The 30-40% International students that have been consistently maintained by Business Schools in United States is not an anomaly or due to restrictions in visa provision. It is primarily due to a learned experience that International Alumni are the lowest contributing group for endowment funds. International Alumni tend to lose contact with their peers and their Alma matter within 3 to 5 years, and it has become increasing tough to raise funds from this group when communication has been limited.
European Business Schools on the other hand have adopted a different approach. They have increased the International student intake to 80%-90% of the class. One reason for such a trend is the low demand for MBA programs among local graduates, who prefer masters program to a General MBA. Although the cost of the program are much lower, most International students apply for loans through their native country or through school assisted financial institutions in the host country. Schools in Europe cannot be blamed entirely as leading Business Schools in Europe – London Business School, INSEAD, and IMD do not offer any undergraduate course, therefore limiting their cash endowment to amounts in the range of $20-25 million, a paltry sum compared to Harvard’s cash endowment of $2.8 billion.
Although the investment costs are much higher for a 2-Year MBA program in US, with the right mix of GMAT Score, GPA and Recommendations, the potential to earn a scholarship increases, especially in top Business Schools where the endowment fund is sufficient.

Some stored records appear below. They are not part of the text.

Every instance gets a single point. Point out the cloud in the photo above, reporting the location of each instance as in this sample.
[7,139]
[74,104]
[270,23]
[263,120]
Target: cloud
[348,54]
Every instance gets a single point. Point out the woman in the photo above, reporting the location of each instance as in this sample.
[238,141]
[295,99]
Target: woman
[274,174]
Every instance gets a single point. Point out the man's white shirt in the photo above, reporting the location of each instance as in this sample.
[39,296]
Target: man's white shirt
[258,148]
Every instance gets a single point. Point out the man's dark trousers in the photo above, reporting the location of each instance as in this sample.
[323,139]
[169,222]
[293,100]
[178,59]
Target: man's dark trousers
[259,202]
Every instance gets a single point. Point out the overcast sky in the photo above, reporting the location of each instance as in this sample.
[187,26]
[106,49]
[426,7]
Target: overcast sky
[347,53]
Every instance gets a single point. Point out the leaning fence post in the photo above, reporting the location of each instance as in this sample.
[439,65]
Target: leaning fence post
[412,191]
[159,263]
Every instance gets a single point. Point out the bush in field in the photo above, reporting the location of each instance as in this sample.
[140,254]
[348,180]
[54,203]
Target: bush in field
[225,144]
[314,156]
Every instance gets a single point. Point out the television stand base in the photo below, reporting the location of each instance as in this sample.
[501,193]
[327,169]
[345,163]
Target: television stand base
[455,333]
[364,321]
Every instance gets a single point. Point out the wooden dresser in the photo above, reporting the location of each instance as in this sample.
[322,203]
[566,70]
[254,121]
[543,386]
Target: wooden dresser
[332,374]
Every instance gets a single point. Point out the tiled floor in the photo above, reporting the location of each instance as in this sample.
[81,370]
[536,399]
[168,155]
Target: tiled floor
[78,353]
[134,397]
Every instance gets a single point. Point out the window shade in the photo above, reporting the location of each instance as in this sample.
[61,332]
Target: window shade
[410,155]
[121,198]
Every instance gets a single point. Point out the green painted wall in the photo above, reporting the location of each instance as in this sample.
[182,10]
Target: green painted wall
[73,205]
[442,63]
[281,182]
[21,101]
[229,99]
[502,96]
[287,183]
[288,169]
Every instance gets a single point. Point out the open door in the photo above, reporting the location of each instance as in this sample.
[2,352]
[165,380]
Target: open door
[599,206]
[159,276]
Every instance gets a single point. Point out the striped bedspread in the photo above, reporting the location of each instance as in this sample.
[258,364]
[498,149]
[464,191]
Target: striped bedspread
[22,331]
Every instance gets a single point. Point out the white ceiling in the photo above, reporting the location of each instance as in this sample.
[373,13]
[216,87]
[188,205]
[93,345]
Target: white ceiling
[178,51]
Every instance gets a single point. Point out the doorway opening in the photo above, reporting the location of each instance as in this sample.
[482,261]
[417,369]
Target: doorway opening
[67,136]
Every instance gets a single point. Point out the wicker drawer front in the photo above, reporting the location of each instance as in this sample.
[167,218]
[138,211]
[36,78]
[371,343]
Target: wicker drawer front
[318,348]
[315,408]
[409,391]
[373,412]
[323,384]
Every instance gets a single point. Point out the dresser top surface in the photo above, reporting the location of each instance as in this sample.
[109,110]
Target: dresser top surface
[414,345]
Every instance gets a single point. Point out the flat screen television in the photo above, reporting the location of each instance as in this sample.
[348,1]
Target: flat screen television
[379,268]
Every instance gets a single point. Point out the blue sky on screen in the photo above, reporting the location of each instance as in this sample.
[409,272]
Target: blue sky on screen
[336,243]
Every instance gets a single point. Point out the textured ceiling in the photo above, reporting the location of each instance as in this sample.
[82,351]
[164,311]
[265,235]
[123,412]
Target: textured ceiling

For International students, the 30-40% intake restriction increases the competition for such scholarships, and those who do not have GMAT Score, 20-30 points above the class median are forced to take loans at 6% per annum without a co-signer and 5.5% with one.
Funds are readily available but the risk on return increases in an economic downturn when government are forced to change visa rules to protect jobs, thus deterring International MBAs from staying back for job search. Several International MBAs have to make a compromise on the industry, or consider previous employer, thus failing to reach their post-MBA short-term goals. This often leads to resentment and less active involvement with the Alumni network. With an Economic Boom, US MBA markets become attractive with less restrictive policy and more jobs available in the market. But if we analyze the trends in US Markets, the gap between Boom and Bust have reduced, and the recovery after 2008 Financial Crisis has been a slow.
The scenario is not entirely gloom and doom for International MBAs. Although the Salary growth in US have been in the 1-5% range over the past 5 years for MBAs, leading European MBAs have shown greater increase in salary with 2005 to 2012 data showing 5-31% increase in Salary. In spite of a low endowment fund, European MBAs are catching up with US Schools on post-MBA Salary, and the one-year program offers a distinct advantage when you calculate the cost and return on investment.